Apple's South Korea reopening has served as a test ground for further store reopenings, and Apple created an instructional video on reopening practices that's now being shared with other retail employees around the world as they prepare to reopen stores. We're not able to share the video, but it provides a good overview of the measures Apple is putting in place to safely operate retail locations.

Retail employees are following a strict set of guidelines that very heavily emphasize social distancing of two meters (or six feet in the United States). Apple is taking the following measures:

• Prior to when work starts, all employees undergo a health screening complete with a temperature check, with the results logged in a daily spreadsheet.

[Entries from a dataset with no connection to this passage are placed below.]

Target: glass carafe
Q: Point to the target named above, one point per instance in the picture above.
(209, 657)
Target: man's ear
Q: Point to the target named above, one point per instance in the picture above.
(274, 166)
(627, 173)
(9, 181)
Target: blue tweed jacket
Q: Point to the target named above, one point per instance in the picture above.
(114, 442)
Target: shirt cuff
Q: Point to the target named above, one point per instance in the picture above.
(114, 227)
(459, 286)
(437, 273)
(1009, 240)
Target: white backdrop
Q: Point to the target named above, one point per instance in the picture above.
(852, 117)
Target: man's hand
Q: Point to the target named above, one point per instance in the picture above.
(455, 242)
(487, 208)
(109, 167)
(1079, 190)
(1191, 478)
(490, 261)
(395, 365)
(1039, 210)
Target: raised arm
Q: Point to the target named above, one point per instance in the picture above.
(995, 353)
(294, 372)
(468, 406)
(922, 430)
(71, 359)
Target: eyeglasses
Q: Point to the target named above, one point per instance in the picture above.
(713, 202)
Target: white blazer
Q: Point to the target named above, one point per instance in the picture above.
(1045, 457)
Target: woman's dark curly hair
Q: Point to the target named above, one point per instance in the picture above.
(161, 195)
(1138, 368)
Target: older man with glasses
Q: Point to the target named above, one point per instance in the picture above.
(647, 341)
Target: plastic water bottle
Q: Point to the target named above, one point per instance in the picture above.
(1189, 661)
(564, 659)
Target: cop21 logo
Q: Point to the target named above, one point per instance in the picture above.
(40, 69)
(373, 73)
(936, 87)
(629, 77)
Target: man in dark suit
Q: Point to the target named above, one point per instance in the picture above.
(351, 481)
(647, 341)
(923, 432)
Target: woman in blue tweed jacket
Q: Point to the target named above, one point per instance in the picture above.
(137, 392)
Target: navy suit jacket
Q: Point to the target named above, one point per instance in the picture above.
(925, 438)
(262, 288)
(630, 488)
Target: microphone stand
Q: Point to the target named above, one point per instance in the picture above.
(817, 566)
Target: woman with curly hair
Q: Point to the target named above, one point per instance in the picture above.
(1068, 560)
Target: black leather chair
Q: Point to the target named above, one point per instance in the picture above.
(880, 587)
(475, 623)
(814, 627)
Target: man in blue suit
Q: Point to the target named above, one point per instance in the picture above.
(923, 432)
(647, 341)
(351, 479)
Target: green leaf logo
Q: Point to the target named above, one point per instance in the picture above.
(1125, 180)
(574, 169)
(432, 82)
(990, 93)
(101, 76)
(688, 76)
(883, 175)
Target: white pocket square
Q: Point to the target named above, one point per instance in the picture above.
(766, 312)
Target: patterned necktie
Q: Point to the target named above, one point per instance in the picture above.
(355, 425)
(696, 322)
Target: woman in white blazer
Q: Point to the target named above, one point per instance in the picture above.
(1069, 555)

• Daily briefings are done in the mornings in the Forum area at Apple Stores, with employees making sure to sit at least two meters apart.


• Prior to being allowed in the store, customers are also given a temperature check.


• All ‌Apple Stores‌ are providing hand sanitizer, which customers are encouraged to use.


• Stores are limiting the number of people inside, forming lines with customers waiting at least two meters apart.


• Products purchased by customers or returned after repair are delivered from the back in a relay system, being handed off from employee to employee to allow each person to stay in a separated zone without back and forth.


• Product specialists and Genius Bar staff are positioning themselves across tables away from customers in order to maintain distance.


• In the forum area, employees sit one cube away from customers they're interacting with.


• Employees are encouraged to communicate with one another through the Talk app to cut down on unnecessary movement within the store.


• Half of the workstations in the back are empty, with employees working at alternating workstations to keep more distance between them.


• Tables have been rearranged to put products on corners to prevent customers from being near one another.


• Products on tables have been reduced.


• Communal tables and couches have been removed from employee break rooms and have been replaced with individual chairs evenly spaced about the room.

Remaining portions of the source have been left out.